14. June 2024

Crypto Users: Beware of USB Keystroke Injectors!

• USB wireless keystroke injection devices, like the Diabolic Drive, can be used to stress test networks and business infrastructure.
• However, they pose a threat to unsuspecting users by installing malware that could take over systems.
• CrowdStrike’s Field CTO for Europe explains how these devices are not necessarily malicious but the keystrokes that come after may be dangerous.

Threat of USB Keystroke Injectors

The Diabolic Drive is a recently developed USB wireless keystroke injection tool intended to stress test networks and business infrastructure against threats. Reviews highlight that the 64GB drive is Wi-Fi enabled once plugged into a system, allowing remote access with potential payloads of hypothetical malicious scripts. This raises concern as it could be used as a means to steal cryptocurrency from unsuspecting users.

Security Experts Weigh in on Threat

Cointelegraph reached out to several cybersecurity firms to explore the potential threat of a USB injection tool and its ability to steal coins from crypto users. Zeki Turedi, CrowdStrike’s field CTO for Europe explained that these types of devices have been used by penetration testers for many years but they themselves are not malicious; rather it is the keystrokes that follow which could potentially be dangerous.

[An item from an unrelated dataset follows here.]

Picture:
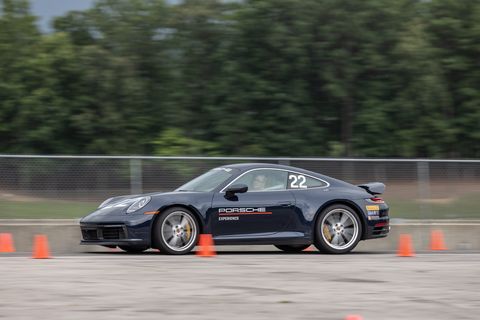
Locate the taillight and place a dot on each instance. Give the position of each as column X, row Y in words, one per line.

How Can Crypto Users Protect Themselves?

In order to protect against this type of attack, Erez Yalon, Director of Security Research at Check Point Software Technologies suggests using an encrypted USB device or switching off Wi-Fi when connecting unknown devices: “This will help mitigate any attack initiated by such devices and stop malicious code from being transmitted.” He also recommends disabling autorun on Windows machines which helps prevent any malicious code or script from automatically running when connected to an unfamiliar device.

Precautionary Steps When Attending Conferences

Yalon further advises crypto users attending conferences or events where free promotional materials like flash drives are given away should exercise caution before plugging them in: “Always check what you are plugging in! Don’t trust any freebies you get at events — especially if it’s something security related.”

Conclusion

It is essential for crypto users to understand the potential risks associated with unknown USB devices so they can protect their digital assets accordingly. If ever suspicious about a device’s purpose or origin take extra precautionary measures before plugging it in; alternatively use an encrypted storage device instead if possible.